From these findings we cannot conclude a significant difference but we can still say there is a difference between men and women. On a broad level, it is the culture of the United States that is affecting the healthcare system. The government limits job opportunities permits gender pay gaps, and only practices one approach to healthcare. As we can see, Mexican women are highly affected by this and so is their mental and physical health. The government does not place barriers on women, but they do not help them overcome problems that they are facing when facing healthcare. Specifically, when Mexican women immigrate to America, they are not providing them with the resources they need. The government should cater to individuals’ needs and build a diverse healthcare system that matches the country’s diversity. On a more specific level, the gender differences in America need to be eliminated. More importantly, the gender differences between immigrants should be reduced as well. The government should provide a unique healthcare program for immigrants coming into the United States. Not only will it instill trust into new citizens, but help eliminate some of the issues discussed before such as language barriers.

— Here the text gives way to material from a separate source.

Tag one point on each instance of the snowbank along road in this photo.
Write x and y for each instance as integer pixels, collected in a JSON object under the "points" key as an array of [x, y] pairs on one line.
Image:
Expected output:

However, the study did include some limitations. One limitation of this study is that secondary data analysis was used. Also, one important thing is that only one variable was used when running analyses. For future research, the findings would be more supported if there was more than one variable used. Even though ADL’s are indicators off access to healthcare, it would have also been interesting to see how much each group spends on healthcare, how often they access it, and how satisfied they are with the healthcare. Though the sample was representative of Mexican immigrants, it would be interesting to see if the number of years within the United States is a moderator of the two variables. With that being said, the number of years should not matter, each individual should have equal and fair access.

Some additional implications of the results indicate that the gender gap is not only specific to America, but also other countries. While some may think the gap only exists when speaking of power, money, or work positions, these results suggest that it is also relevant in healthcare as well. This is an issue that is just as important as the others that are going on in America. It should be addressed with sensitivity, understanding, and inclusivity.